While most direct-reduced iron plants are sited overseas, American Iron Reduction’s new facility in Louisiana shows how making DRI can be as American as pecan pie.

By Eileen Zagone
Eileen Zagone is an associate editor for Scrap.

Rising out of the vast fields of vibrant green sugar cane that define the landscape of southern Louisiana is a plant that specializes in a decidedly different product than sugar: direct-reduced iron (DRI), a scrap complement made from virgin iron oxide.

This facility sits near the mighty Mississippi River in Convent, La., just upriver from New Orleans.

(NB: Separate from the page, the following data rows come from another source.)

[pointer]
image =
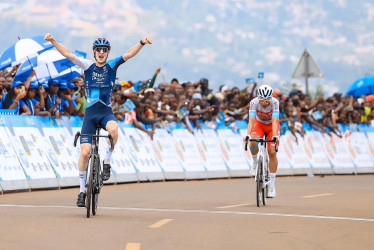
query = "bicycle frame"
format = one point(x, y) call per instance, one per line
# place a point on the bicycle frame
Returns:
point(262, 171)
point(93, 180)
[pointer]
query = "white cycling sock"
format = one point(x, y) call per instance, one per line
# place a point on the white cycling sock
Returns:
point(108, 155)
point(82, 181)
point(272, 179)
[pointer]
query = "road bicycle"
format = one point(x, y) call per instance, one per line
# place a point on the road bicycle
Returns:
point(262, 171)
point(94, 181)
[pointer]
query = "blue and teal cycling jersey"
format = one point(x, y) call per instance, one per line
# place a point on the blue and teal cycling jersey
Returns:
point(99, 81)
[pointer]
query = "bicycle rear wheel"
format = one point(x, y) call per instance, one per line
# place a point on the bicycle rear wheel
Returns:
point(91, 164)
point(259, 180)
point(96, 188)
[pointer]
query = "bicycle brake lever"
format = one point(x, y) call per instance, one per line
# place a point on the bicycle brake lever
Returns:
point(246, 143)
point(76, 138)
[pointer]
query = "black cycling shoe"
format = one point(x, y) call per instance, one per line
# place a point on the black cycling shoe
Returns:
point(105, 175)
point(81, 202)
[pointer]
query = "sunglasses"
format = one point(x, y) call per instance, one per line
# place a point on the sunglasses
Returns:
point(265, 101)
point(101, 49)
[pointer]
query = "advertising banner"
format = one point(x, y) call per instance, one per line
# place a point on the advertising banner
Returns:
point(231, 146)
point(207, 144)
point(185, 145)
point(166, 154)
point(338, 154)
point(12, 176)
point(358, 147)
point(63, 157)
point(30, 148)
point(313, 146)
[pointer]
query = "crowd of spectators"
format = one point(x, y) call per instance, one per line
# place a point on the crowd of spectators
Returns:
point(157, 105)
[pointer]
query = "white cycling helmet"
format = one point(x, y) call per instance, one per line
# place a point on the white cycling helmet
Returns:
point(265, 92)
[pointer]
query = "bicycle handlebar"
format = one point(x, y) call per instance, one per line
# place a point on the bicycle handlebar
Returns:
point(260, 140)
point(109, 136)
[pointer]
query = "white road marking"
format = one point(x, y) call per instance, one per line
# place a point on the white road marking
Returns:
point(133, 246)
point(200, 211)
point(160, 223)
point(237, 205)
point(316, 195)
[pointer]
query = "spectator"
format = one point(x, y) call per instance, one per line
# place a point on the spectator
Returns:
point(12, 99)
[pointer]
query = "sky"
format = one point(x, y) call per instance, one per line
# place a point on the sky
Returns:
point(225, 41)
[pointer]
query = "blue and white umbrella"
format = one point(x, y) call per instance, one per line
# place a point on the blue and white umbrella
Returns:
point(362, 86)
point(70, 73)
point(50, 64)
point(19, 51)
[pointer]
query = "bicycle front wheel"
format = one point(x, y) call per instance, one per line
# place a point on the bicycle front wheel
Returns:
point(91, 164)
point(259, 181)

The plant, owned by American Iron Reduction (AIR), is novel not only in Louisiana, but in the United States as a whole—it’s one of only three DRI production operations in the country, the first domestic plant having opened more than 25 years ago. The explanation behind the select group of DRI plants is simple: DRI production requires access to sizable quantities of natural gas and iron oxide at reasonable prices, resources which generally are more abundant and cheaper in foreign countries, especially India, Venezuela, and Mexico.

Equally noteworthy is the fact that AIR is a joint venture between two U.S. steel producers—GS Industries Inc. (Charlotte, N.C.), parent company of Georgetown Steel Corp. and owner/operator of the first U.S. DRI plant, and Birmingham Steel Corp. (Birmingham, Ala.). The two companies came together on the project to supply their own needs for DRI as well as to sell the raw material to other steel mills in the United States.

David Durnovich, the plant’s COO and a veteran of 14 other DRI production facilities around the world, says the two steelmakers expect scrap complements to play an increasingly important role in the mill mix. Plus, Birmingham Steel, which has traditionally produced rebar, now wants to enter higher-grade niche markets, he says. The company felt having its own DRI plant would enable it to produce a high-grade finished product without having to rely solely on supplies of high-grade ferrous scrap. Both GS Industries and Birmingham Steel “are big believers in alternative iron as an important part of the future of their businesses,” Durnovich 
asserts. 

AIR currently ships DRI throughout the country to minimills operated by the joint partners—especially Birmingham Steel’s mills in Memphis, Jackson, Miss., Cartersville, Ga., and Kankakee, Ill., and Georgetown Steel’s plants in Kansas City, Mo., and Georgetown, S.C.—as well as to independent steel producers.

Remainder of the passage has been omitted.